The growing pattern I’ve found in this middle section of season two of Preacher is my miscalculation on when the pace is going to pick up. It helps that “Holes” is a terrific episode of television for reasons that I will get to, but I still seem to keep jumping the gun when determining when real momentum is going to start developing. It probably comes from not considering how season two is longer than the first season, but regardless, the preview for next week is showing some major shake-ups. For now, “Holes” does a lot to continue building the personal Hell each character is living in.
As opposed to last week, where Pip Torrens’ performance as Herr Starr took all the attention away from everyone else, we get back to following our main trio and Eugene. Exploring the current state each of them is in leads to some excellent character work, even if some are more compelling than others. Jesse, in particular, seems to feel the most slight this week with his adventures at Circuit Works, the Best Buy of the Preacher universe, but he also has a guest appearance in Eugene’s Hell.
Let’s start there actually, as Eugene has been absent for a few weeks, but comes back with more anguish to share. Having been in Hell long enough to get a prison tattoo, it seems as if the tortured young man is accepting his fate, but that’s not what Hell has in mind for him. His presence is throwing off the system, which leads to the introductions of new scenarios. Thanks to Hitler, Eugene gets a glimpse at the other punishments that can take place in Hell.
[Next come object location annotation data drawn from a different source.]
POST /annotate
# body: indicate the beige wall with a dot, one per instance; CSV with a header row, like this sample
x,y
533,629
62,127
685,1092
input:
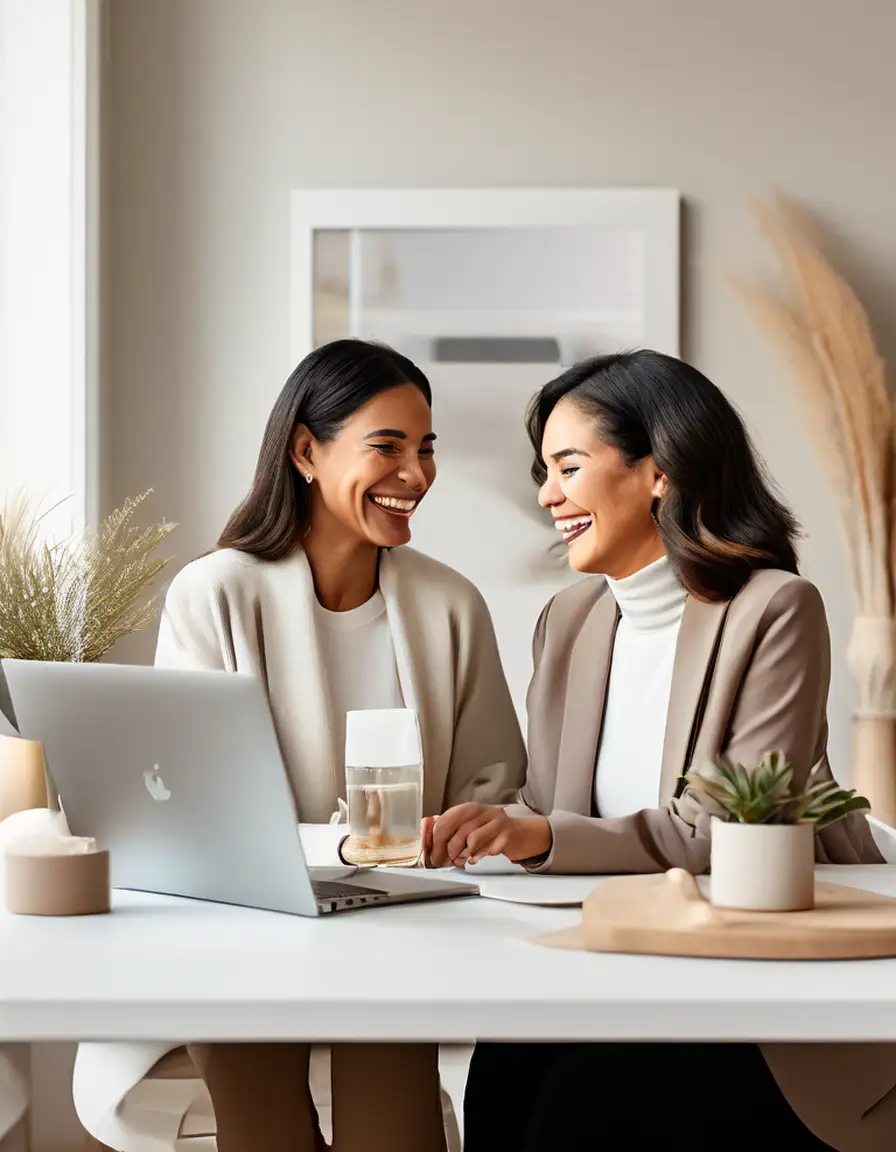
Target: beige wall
x,y
219,107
While there may have been a lack of action this week, it seems as if the centerpiece sequence once again put a focus on Eugene in his former, normal state. It’s a twisted approach to the worst day of Eugene’s life, given the even more tortuous presentation of how things could have been with a bizarre twist of adding Jesse to the mix. Honestly, it’s the stuff nightmares are made of. Fortunately, while Eugene still wants little to do with Hitler (who Noah Taylor has been rather brilliant at playing), there are now seeds of a plan for escape, which should prove to be exciting.
Less interesting is Tulip. Despite the great effort by Ruth Negga, the PTSD Tulip is suffering is not coming across as strong as it could. I understand the need to see the effects of a monster on our cast and making her the most susceptible to real trauma, but this feels more like an attempt to keep her involved on screen than something that feels appropriate for the character. It’s a nice bit of business to see her buy a new refrigerator and repair the bullet holes caused by The Saint’s revolver, but it’s only going so far for a character that’s been tough as nails. The lack of further context is not helping in the same way it is for Cassidy (who I will get to, but let’s just say Joseph Gilgun is working well with the levels of nuance).
Things do seem to be headed for a turn, however, as Tulip does meet “Jenny,” who we know is a Grail operative secretly spying on Jesse. This chance friendship may prove to be enjoyable for a variety of reasons that stem beyond a mutual love of Boo Berry cereal. Of course, I don’t expect those reasons to be ones that spell out a good fortune for the trio as a whole.
As hinted at, it’s Cassidy that gets the most depth this week, as he deals with a slowly dying Denis. With some clues to our favorite goofball vampire’s past, we learn that Cassidy initially wanted to be a good father and is still in contact with another family member, Seamus, who is likely a vampire as well. These specific details aside, however, it’s the performance that shines here. Watching Gilgun process the information and wade back and forth in considering whether or not to turn his son into an immortal creature like him allows for a sense of drama that continues to add new shades to the character.
And then there’s Jesse, who mostly sits in a waiting area during the episode and even prays to God, who he knows is not currently around. One would think Jesse is smart enough to have noticed the Grail engraving on the back of his DVD, but regardless, we get a good sense of why he is so frustrated. It helps summarize much of what this portion of the season is attempting to accomplish.
“Holes” may be operating within the confines of a series of plots designed to emphasize pain and struggle, but it does an excellent job of doing so. Given our time spent with the main trio, as well as an understanding of Eugene’s plight (because his story is so odd, but realized enough to get it), the lack of faster momentum is handled well with an active concentration on further character building. I may have some minor gripes with how thin the material seems to be for Tulip, but it’s not stopping me from really enjoying the steps it’s taking for what’s likely a build to more craziness. We will see.
Preachin’ To The Choir:
- Details of Hell: duct tape is used for toilet paper, the vending machines distribute the worst candy bar – Zagnut, and the basketball is flat.
- Was that 1946 flashback a time before Cassidy was a vampire?
- Tulip is big on visiting The Hurt Locker bar.
- “Bite me!” – I haven’t said this enough, but poor Denis.
- The whole Extrapolator sequence was well done as far as seeing this show play with expectation.